The DI Data Platform combines different types of food consumer science data: consumer-generated data, mostly real-time and in situ (e.g., food consumption data generated via APPs); business-generated data (e.g., sales data, food composition data); and research-generated data from research laboratories, experimental facilities and from existing and developing RIs (24). The DI Data Platform is summarized in Figure 1.
Ultimately, the DI Data Platform will enable research with real impact on our current food system, addressing, through the use of innovative technologies and big data, the current challenges of consumption and production within the food system. Table 1 summarizes the areas of research and the associated food system domains the DI Data Platform will address.
Table 1. Examples of research and innovation domains of food nutrition and health research that can be supported by determinants and intake data platform.

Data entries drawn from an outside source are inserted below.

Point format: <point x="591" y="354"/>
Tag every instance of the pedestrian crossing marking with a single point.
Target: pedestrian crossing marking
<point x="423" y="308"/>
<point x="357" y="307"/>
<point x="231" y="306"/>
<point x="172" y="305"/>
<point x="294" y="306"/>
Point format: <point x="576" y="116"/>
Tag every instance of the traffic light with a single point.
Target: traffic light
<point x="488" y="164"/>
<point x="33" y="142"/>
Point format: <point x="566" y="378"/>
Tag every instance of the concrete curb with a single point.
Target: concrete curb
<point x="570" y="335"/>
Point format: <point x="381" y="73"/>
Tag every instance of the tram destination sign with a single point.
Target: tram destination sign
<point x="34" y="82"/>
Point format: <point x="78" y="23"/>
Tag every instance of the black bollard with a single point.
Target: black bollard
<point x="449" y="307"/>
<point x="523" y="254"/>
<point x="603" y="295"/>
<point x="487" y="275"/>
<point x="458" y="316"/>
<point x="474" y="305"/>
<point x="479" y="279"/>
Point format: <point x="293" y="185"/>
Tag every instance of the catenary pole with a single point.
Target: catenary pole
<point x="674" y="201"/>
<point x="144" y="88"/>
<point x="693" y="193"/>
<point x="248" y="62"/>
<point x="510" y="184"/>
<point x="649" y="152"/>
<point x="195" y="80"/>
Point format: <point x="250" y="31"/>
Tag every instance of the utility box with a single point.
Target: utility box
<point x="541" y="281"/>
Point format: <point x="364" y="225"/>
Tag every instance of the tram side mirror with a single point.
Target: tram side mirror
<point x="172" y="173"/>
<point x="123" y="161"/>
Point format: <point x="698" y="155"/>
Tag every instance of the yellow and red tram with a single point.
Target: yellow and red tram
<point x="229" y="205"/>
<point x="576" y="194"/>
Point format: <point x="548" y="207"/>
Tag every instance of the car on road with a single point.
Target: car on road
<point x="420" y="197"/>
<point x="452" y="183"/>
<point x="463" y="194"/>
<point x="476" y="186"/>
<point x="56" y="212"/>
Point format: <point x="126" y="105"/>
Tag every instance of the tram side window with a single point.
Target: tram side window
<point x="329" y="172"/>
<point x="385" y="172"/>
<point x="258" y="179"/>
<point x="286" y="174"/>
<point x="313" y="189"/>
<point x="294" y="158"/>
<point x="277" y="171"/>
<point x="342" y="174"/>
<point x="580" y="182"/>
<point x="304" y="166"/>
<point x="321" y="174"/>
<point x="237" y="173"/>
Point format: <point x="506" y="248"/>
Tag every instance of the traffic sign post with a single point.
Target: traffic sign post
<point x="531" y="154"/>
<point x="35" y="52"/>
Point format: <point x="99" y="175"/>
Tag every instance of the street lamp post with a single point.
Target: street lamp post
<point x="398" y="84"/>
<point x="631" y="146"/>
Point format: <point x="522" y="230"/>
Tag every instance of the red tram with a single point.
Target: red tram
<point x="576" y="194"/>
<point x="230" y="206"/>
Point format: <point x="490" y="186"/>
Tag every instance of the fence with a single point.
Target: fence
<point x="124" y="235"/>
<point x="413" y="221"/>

Case Study Results: Developing Responsible Governance for DI Data Platform
Responsible research governance of the DI Data Platform has been a fundamental part of the data platform design. For information about our approach to the platform development, please refer to the published articles (25–28). The sections below address responsible research governance in the context of data type and technology; data ownership; privacy and security; and institutional arrangements.
Data Type and Technology Relevant to DI Data Platform
Development of responsible governance requires clear understanding of the food consumer science data being used, its purpose and value, technologies for data harvesting, and the social and legal implications of their use.
The scientific relevance of the proposed data platform is dependent on the diversity of data available to it and these include:
• Research data from other research infrastructures, laboratories and experimental facilities. This is mostly structured data.9
• Business data (e.g., data from retailers, public procurement companies, statistical institutions and market organizations). This can be structured, semi-structured10 and unstructured data.11
• Consumer-generated data from APPS (smartphone and tablet applications) and sensors. This is mostly unstructured data.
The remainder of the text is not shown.